The Virunga Massif is well known for its aridity, with little streams and impounded water on the surface due to the high porosity of the volcanic soil with little surface water. Even during the rainy season, there are only small marshy areas that retain water. Water is therefore a scarce resource in the massif, and one is required to carefully manage the water supply to survive: in the jungle of the Virunga Massif, you may travel long distances for several hours without finding a single water source. Faced with a situation like this, park trackers have developed methods of coping while operating in the mountains.
During the rainy season, rainwater is retained in bamboo trunks through several pores hollowed by insects, and trackers use this water to slake their thirst. In the bamboo forest, I have often seen our trackers screening bamboo shoots and choosing those they knew would contain water. Using their machetes they would make a small slit in the trunk and drink before continuing onward on the fixed itinerary. I found this a very interesting experience, and used it as an adaptation skill in other sites without enough water sources.

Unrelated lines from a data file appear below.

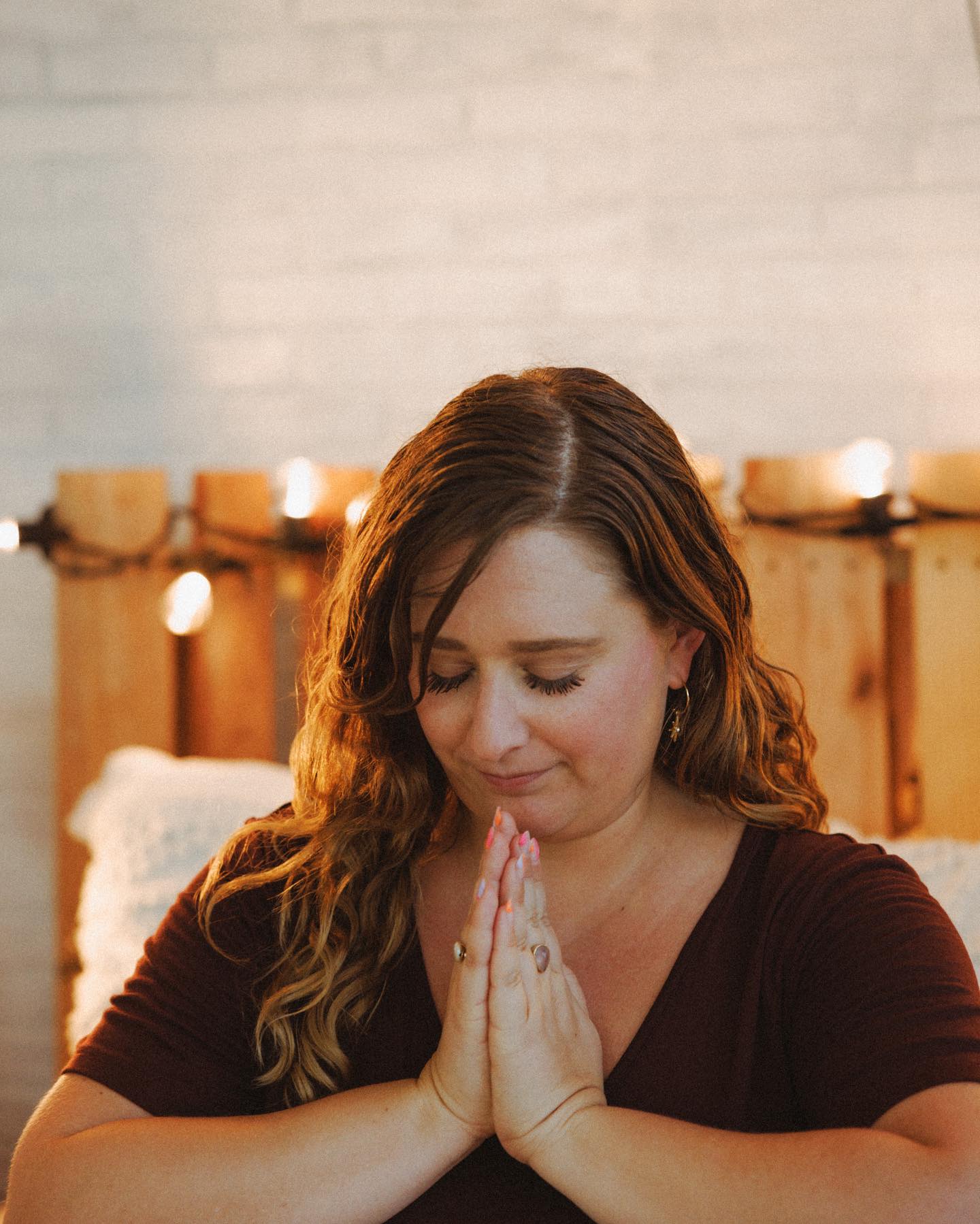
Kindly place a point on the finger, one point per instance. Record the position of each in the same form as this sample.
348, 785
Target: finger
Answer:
576, 989
514, 891
539, 927
477, 934
508, 1003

During our 10-day stay in the field, our two teams sharing the same camp were able to identify 4 different gorilla families, each consisting of several individuals. The exact composition of each family is to be confirmed later by the DNA analysis of the fecal samples collected from different individuals. After having identified them, the organizers of this census, led by IGCP (International Gorilla Conservation Programme) in collaboration with conservation partners, among them the authorities for protected areas (ICCN - Institut Congolais pour la Conservation de la Nature -, UWA - Uganda Wildlife Authority -, RDB - Rwanda Development Board) and international conservation NGOs and institutions involved in this census (DFGFI - Dian Fossey Gorilla Fund International -, MGVP - Mountain Gorilla Veterinary Project -, and the Max Planck Institute for Evolutionary Anthropology) will officially communicate the number of gorillas found in each sector.